Celebrating the contributions of Asian-Canadian workers to Canada’s labour history

April 30, 2023

Asian-Canadian workers have played an integral role in shaping Canadian labour history. But members of Asian communities still face acts of racism and discrimination today. Committed individuals, organizations and coalitions continue to fight for the rights of Asian workers – including migrant workers, many of whom are Asian – here in Canada.

“Canada, and the labour movement have greatly benefitted from the activism and labour of Asian-Canadian workers throughout our history. These workers helped build this country while facing tremendous obstacles due to racism. And while anti-Asian racism and discrimination persist, Canada’s unions are dedicated to challenging and eliminating racism and discrimination in all their forms,” said Bea Bruske, President of the Canadian Labour Congress.

Asian workers have faced rampant systemic racism from government, employers and within the communities in which they lived and worked. Asian workers also endured racism and discrimination from organized labour, when they were prevented from joining unions in numerous sectors.

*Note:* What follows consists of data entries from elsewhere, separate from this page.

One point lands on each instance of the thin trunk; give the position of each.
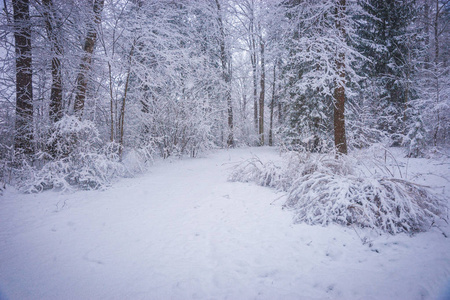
(88, 48)
(262, 93)
(56, 105)
(340, 140)
(254, 71)
(122, 110)
(272, 104)
(436, 70)
(111, 96)
(24, 82)
(226, 74)
(427, 32)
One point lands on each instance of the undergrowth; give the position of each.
(322, 189)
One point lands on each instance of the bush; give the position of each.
(76, 159)
(322, 189)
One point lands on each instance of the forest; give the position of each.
(225, 149)
(93, 90)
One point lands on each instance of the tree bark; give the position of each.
(226, 74)
(56, 107)
(23, 140)
(272, 104)
(340, 140)
(253, 61)
(88, 48)
(262, 92)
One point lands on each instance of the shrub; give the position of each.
(322, 189)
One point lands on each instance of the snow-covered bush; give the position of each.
(323, 189)
(77, 158)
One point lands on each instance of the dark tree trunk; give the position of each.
(340, 140)
(24, 84)
(226, 74)
(262, 93)
(56, 107)
(253, 61)
(122, 110)
(272, 104)
(88, 48)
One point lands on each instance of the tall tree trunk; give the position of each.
(262, 92)
(23, 140)
(340, 140)
(226, 74)
(56, 107)
(88, 48)
(122, 110)
(272, 104)
(426, 12)
(436, 70)
(253, 60)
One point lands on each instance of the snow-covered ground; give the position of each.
(182, 231)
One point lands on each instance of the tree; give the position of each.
(24, 80)
(56, 95)
(340, 140)
(226, 73)
(88, 48)
(321, 70)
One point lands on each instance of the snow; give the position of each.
(182, 231)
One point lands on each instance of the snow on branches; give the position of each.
(322, 189)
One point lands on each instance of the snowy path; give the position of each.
(183, 232)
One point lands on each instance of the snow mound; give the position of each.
(323, 189)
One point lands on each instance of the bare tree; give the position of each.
(340, 140)
(88, 48)
(56, 105)
(226, 73)
(24, 81)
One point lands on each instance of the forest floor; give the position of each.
(182, 231)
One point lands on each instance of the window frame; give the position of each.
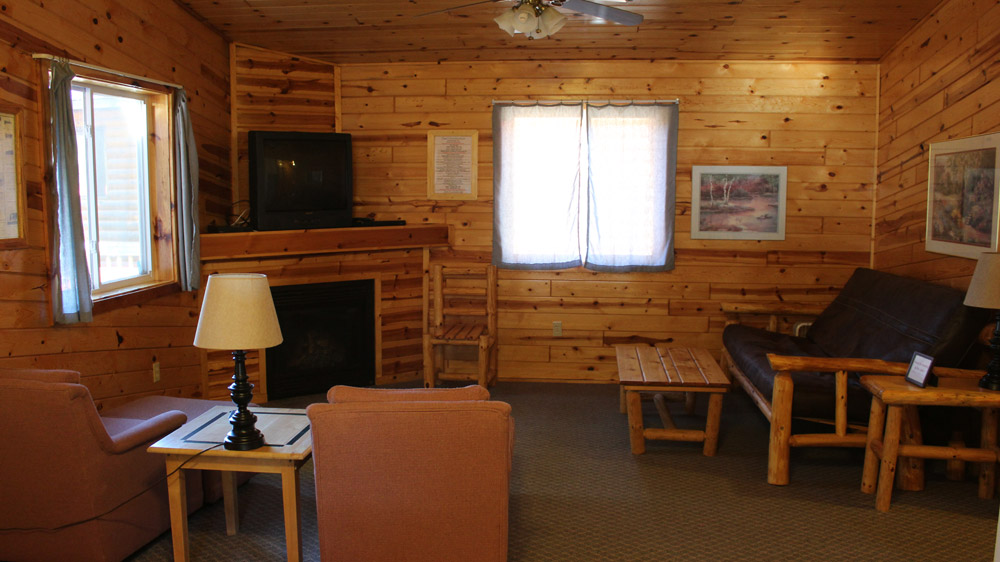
(594, 252)
(163, 277)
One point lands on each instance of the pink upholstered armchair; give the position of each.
(418, 475)
(62, 463)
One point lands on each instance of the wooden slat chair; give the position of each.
(464, 313)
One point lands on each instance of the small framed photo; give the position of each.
(919, 372)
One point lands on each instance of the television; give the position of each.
(300, 180)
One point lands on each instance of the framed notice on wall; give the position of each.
(12, 217)
(452, 164)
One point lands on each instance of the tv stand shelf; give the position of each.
(239, 245)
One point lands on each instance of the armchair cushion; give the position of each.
(62, 468)
(433, 474)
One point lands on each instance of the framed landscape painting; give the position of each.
(962, 196)
(738, 202)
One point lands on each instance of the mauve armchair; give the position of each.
(63, 463)
(412, 474)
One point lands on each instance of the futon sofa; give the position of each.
(877, 316)
(78, 485)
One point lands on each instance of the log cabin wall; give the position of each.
(939, 83)
(116, 351)
(819, 119)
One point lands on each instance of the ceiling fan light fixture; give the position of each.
(525, 19)
(505, 21)
(551, 21)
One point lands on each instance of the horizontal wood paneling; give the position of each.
(817, 119)
(938, 83)
(115, 353)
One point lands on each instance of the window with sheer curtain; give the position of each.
(584, 184)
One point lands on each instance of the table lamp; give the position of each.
(237, 314)
(984, 292)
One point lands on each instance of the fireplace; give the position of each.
(329, 338)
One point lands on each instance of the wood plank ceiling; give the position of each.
(345, 31)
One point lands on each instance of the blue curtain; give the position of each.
(70, 280)
(186, 171)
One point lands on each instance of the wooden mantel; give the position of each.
(393, 257)
(238, 245)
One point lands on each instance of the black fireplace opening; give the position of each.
(329, 338)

To address these injustices, workers organized and formed their own unions to fight for their rights.

Over the years, Asian community activists such as Joe Miyazawa, who was Japanese-Canadian, Roy Mah, who was Chinese-Canadian and Darshan Singh Sangha, who was Indian-Canadian, challenged discrimination and became leaders in their communities and the larger labour movement.

The history of Asian workers in Canada goes back to the late 1700s, when Chinese workers were first brought to Nuu-chah-nulth territory in British Columbia, providing forced labour to build early colonial settlements.

In the 1800s, an estimated 17,000 Chinese workers built the Canadian Pacific Railway, working under unsafe conditions, resulting in many workers never returning home. Thousands of Chinese migrant workers died from accidents on the job, winter cold, illness and malnutrition.

In the early 1900s, thousands of Sikh immigrant workers found work building British Columbia’s lumber and sawmilling industries, before a law was passed barring all Asian workers from holding logging licenses.